More important, why is it important? This is why: Nearly half of all searches–an estimated 46%, have a local intent. That means their users are seeking information that is location-specific. Local SEO is about optimizing for a search query that is location-specific. Google and other search engines, including Google’s YouTube, use a user’s location based on IP address (for desktop) and geolocation (for mobile) to determine what results to serve up to the user.
How many times have you keyed in a search query, then added “near me”?
That’s local SEO at work. Besides the convenience of identifying local doctors, dentists, barbers, drycleaners and other service professionals in our own little ‘hoods, we like to support our local businesses. It builds community.
Local Pack is another Google search tool
To help connect those users with their location results, Google has changed their algorithm to accommodate location in its search engine results page (SERP) listings. Another handy search tool is Google’s Local Pack–connecting users to specific local businesses they’re looking for.
You’ve used the Local Pack; you just didn’t know it had a name!
You’ve seen the Local Pack a gazillion times, but you likely didn’t know that it was its own product in the search space. Let’s say you’re going to be in Athens for a month and you’re looking for cafes with wifi near your airbnb. (Actually this was my local search for the month of May.) You’re served up a map with three listings, your location and that of three cafes. This is your Local Pack, and it’s very useful. If anyone’s wondering, I found a delightful little café in my neighborhood that became my go-to home with yummy food and friendly people, thanks to Local Pack!
How do you optimize for local search?
- First and foremost, claim your Google Business Profile (GBP). This has become nonnegotiable.
- Update NAP citations on your website. Having a consistent NAP plays an important part in Google’s Local Pack results and building citations to your GBP. Do an audit to make sure that your business is correctly listed the same way in every place that it’s listed. The same sequence of name, address, phone number, etc. is important as well. If your business is listed on those mysterious directories that seem to pop up, you’ll need to log in to all of these and make sure they all have your current information.
- Add your business to local directories.
- Get reviews and add them to your website. Add the local city for the person who’s giving the review.
- Identify local search terms and create local content: Make sure your name and address are in your footer. Add a notation that you are, for instance: “Serving the East Bay cities of Walnut Creek, Lafayette, Danville and Alamo”.
GBP Ranking Factors. While Google doesn’t share the exact ranking factors, you can work within these guidelines.
- Relevance: Complete and detailed business information will help Google better understand your business and match your listing to relevant searches from customers. This is a good time to do keyword research and identify what keywords/ phrases you want to own.
- Distance: How far each potential business is from the location terms used in a search.
- Prominence: How well-known a business is. Know that you’re going to be competing with big brands. Prominence is based on your overall Internet presence.
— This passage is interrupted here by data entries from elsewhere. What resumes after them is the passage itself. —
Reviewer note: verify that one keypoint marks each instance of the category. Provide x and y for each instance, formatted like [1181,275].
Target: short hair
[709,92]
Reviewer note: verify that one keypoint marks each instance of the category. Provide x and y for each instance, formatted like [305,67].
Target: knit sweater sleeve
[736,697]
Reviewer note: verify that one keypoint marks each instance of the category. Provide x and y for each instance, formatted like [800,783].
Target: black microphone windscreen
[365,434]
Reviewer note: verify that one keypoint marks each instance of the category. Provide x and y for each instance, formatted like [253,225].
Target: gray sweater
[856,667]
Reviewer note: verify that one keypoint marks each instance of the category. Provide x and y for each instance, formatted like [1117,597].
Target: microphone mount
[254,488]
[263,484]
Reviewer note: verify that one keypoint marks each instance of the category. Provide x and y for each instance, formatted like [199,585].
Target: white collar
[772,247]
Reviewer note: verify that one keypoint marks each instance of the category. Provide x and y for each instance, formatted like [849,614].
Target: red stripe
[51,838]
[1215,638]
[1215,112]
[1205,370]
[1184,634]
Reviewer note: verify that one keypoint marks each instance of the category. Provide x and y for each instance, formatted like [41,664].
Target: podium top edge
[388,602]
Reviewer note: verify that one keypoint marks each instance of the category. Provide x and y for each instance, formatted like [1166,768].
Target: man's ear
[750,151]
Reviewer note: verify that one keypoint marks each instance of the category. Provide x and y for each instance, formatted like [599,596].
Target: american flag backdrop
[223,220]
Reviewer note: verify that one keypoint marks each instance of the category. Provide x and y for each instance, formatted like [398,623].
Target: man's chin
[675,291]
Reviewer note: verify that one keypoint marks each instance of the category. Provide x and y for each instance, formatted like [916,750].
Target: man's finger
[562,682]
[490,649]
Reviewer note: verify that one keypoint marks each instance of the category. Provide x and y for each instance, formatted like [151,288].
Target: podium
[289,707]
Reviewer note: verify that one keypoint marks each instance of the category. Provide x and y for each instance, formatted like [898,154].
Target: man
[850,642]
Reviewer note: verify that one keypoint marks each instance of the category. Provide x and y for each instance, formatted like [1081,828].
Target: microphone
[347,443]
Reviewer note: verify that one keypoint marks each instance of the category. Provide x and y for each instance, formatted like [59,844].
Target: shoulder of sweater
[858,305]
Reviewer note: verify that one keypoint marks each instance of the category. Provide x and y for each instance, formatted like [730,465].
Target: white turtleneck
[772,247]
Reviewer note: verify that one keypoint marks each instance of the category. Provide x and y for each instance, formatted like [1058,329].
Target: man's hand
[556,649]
More reviews and positive ratings will improve your overall local ranking.
Google’s Business Profile is becoming a workhorse
Let’s be honest. Navigating among Google apps has been challenging. I’ve struggled with my own accounts as well as those of my clients and I always wonder how long it’s going to take me to log in. What kinds of workarounds I’m going to have to try. Sometimes I can’t log in at all and give up in disgust. But maybe Google finally figured out what a mess they’d created.
So now we have the newly named GBP. In the old days, you could never see your own GBP—you could log in to the page, but just like you can never see your own Google ads, you never could see your GBP. Now you can click on a link and it’s clearly visible! I just logged in to my page, updated my services, added a few blogs and uploaded images. Anyone can log in from Google apps—Google Maps, etc. A couple of my clients left reviews for me. This is so easy! It’s unlike the old GBP that it’s nearly transformational. What’s astonishing is that it took them 15 years or more to get here.
A recent article suggested that one of the very best things you can do for SEO is to get reviews on your GBP. Start reaching out to current and former clients and colleagues and ask them to give you a review. Forget Yelp. It’s just too annoying.
Google’s really getting behind their new and improved GBP and making it seamless
Google’s making it easier for users to interact directly with businesses from their GBP pages to book appointments, get quotes for services and message directly. Without a GBP, you’re going to be missing out on opportunities in local search results and Local Packs. The Local Packs, especially, are just a nice visual way to package search results. You really want to be taking advantage of Google’s tools.
A Google Business Profile may be one of the most important free tools that any business has at its disposal. If you haven’t already, create a one. Believe me, I never would have said this before, because there were times when I was frustrated beyond belief. But it’s just so easy.